Keyboard shortcuts

Press or to navigate between chapters

Press S or / to search in the book

Press ? to show this help

Press Esc to hide this help

PostgreSQL Pub/Sub Design

Introduction

The PostgreSQL Pub/Sub mechanism provides an alternative to Kafka for event distribution within the light-portal architecture. It is designed for smaller deployments or environments where Kafka is not available, offering a reliable, low-latency, and strictly ordered event delivery system using native PostgreSQL features.

Architecture

The system utilizes a hybrid Polling + LISTEN/NOTIFY approach to achieve both high reliability and low latency.

1. Logical Partitioning

To support horizontal scalability and ensure ordered processing for multi-tenant environments, the system uses logical partitioning based on the host_id.

  • Events are distributed across a fixed number of partitions (e.g., 8 or 16).
  • Partition index = abs(hashtext(host_id::text)) % total_partitions.
  • Each partition has its own progress tracker in consumer_offsets.

2. Contiguous Offset Claiming

Within each partition, the consumer claims a batch of events using gapless logical offsets (c_offset).

3. Real-time Wake-up

To minimize latency without high-frequency polling, the system uses the PostgreSQL LISTEN/NOTIFY mechanism.

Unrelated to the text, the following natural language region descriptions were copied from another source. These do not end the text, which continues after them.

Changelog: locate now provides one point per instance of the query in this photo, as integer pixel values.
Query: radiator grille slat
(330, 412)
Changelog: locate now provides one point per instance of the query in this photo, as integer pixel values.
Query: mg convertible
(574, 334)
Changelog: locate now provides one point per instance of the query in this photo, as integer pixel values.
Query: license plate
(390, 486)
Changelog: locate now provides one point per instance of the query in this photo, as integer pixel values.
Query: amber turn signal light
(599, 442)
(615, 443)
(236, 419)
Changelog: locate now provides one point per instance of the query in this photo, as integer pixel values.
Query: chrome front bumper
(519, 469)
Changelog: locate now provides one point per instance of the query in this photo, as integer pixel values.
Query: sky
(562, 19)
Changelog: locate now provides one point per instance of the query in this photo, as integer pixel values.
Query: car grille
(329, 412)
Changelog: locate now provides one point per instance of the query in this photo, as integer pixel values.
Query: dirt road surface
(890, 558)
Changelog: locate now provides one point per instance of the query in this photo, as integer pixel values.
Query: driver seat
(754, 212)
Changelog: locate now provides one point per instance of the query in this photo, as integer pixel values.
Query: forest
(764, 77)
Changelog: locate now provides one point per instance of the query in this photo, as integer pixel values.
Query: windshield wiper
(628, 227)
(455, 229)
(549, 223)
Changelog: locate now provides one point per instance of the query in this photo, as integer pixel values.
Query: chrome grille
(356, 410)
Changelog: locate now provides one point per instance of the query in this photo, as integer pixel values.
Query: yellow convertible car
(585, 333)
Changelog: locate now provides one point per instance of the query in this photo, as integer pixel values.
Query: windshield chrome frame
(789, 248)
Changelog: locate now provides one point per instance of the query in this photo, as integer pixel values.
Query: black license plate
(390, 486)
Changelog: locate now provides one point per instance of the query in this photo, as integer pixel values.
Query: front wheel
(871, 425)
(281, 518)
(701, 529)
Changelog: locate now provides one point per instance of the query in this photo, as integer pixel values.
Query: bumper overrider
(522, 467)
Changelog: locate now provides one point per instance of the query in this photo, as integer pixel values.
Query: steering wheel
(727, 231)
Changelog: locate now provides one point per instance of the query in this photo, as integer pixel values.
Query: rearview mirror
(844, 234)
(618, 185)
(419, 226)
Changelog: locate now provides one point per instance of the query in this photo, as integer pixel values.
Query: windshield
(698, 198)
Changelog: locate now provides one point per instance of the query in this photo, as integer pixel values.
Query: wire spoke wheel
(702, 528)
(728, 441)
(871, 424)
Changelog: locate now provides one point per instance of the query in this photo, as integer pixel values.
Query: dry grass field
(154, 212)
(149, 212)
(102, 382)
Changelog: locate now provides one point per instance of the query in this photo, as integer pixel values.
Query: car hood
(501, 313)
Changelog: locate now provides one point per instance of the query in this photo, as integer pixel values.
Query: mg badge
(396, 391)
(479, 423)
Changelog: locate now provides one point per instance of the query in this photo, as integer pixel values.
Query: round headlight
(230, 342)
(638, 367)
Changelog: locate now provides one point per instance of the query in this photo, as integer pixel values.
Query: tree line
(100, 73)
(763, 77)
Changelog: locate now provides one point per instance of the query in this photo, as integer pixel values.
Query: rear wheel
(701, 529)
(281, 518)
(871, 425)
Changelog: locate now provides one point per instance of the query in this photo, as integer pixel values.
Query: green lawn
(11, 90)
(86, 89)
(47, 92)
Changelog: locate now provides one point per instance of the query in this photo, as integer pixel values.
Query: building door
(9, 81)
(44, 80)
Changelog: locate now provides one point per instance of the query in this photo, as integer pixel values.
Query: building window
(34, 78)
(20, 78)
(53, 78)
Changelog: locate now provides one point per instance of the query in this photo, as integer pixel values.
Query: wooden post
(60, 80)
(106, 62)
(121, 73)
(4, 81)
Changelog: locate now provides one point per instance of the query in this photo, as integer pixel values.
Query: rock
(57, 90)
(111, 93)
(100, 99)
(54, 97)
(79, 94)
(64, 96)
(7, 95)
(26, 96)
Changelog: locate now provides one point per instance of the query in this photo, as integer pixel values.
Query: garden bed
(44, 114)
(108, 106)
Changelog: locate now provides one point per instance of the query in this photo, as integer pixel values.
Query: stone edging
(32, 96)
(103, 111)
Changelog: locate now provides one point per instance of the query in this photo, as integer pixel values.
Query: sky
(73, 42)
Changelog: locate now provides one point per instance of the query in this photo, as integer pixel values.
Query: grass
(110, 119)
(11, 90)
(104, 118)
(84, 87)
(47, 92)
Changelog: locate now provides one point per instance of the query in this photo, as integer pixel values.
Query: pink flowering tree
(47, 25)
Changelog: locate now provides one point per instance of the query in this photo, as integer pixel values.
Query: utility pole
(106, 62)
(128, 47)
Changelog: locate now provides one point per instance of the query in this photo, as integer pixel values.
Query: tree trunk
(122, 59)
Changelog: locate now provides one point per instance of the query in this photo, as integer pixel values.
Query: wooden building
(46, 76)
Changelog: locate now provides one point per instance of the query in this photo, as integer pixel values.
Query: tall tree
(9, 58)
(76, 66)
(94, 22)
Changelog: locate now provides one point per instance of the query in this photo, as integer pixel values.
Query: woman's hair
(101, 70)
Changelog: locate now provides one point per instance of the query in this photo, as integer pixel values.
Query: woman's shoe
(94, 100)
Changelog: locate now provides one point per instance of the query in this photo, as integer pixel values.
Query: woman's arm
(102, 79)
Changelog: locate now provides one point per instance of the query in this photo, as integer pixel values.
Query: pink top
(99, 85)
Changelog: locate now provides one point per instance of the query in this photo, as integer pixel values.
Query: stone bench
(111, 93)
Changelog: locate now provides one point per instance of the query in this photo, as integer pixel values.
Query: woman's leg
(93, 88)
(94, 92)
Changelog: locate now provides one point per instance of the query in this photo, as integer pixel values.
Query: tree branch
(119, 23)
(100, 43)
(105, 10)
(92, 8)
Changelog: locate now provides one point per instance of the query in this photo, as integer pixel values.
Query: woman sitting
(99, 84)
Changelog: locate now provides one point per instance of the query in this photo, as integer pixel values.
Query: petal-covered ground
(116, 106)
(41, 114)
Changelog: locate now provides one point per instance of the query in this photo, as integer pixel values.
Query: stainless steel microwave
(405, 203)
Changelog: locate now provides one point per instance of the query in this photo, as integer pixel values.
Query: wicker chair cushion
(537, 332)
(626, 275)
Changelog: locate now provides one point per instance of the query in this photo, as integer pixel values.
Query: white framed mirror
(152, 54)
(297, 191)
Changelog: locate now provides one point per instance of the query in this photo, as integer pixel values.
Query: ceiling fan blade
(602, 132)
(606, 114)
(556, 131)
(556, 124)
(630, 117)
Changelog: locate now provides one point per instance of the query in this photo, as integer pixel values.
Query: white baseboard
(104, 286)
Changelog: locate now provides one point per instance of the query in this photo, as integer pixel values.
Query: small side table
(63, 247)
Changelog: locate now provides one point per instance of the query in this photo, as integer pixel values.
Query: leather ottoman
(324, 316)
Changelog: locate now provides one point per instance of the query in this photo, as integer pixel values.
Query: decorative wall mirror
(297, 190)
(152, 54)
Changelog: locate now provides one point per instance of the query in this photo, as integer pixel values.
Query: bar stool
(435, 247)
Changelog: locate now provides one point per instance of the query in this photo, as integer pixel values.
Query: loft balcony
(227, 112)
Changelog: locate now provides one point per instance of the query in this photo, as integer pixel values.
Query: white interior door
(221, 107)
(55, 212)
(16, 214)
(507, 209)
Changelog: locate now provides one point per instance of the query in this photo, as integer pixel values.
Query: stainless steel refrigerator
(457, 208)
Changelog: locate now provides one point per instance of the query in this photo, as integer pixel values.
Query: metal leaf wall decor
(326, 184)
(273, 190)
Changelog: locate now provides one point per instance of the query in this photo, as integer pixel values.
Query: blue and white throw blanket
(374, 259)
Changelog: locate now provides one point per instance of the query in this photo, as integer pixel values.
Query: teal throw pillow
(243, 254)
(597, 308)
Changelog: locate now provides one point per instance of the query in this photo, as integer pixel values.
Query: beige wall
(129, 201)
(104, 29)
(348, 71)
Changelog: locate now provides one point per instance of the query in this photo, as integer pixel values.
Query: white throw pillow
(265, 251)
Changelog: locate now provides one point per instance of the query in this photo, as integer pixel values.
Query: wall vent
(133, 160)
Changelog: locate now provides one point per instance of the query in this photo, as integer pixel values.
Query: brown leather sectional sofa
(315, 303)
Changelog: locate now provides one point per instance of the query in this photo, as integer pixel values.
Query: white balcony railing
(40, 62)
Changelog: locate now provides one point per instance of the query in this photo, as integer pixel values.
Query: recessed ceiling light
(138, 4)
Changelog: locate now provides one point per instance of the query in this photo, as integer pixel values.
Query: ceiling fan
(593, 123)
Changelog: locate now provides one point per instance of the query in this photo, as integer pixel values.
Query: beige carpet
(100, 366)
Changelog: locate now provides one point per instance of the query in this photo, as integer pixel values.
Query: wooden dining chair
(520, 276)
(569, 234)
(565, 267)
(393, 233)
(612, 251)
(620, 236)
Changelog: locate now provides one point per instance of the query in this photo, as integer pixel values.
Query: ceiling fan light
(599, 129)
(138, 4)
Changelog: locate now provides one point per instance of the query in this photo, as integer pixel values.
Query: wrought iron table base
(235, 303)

  • A database trigger on the outbox_message_t table issues a NOTIFY event_channel whenever new messages are inserted.
  • Consumers use LISTEN event_channel to subscribe to these real-time signals.
  • The consumer loop calls pgConn.getNotifications(timeout) to wait for signals. This allows the consumer thread to sleep efficiently and wake up immediately when work is available, while still falling back to a poll-based check if no notification is received within the waitPeriodMs.

Database Schema

log_counter

Manages the global version/offset for the outbox.

CREATE TABLE log_counter (
    id INT PRIMARY KEY,
    next_offset BIGINT NOT NULL DEFAULT 1
);
INSERT INTO log_counter (id, next_offset) VALUES (1, 1);

consumer_offsets

Tracks the progress of each consumer partition.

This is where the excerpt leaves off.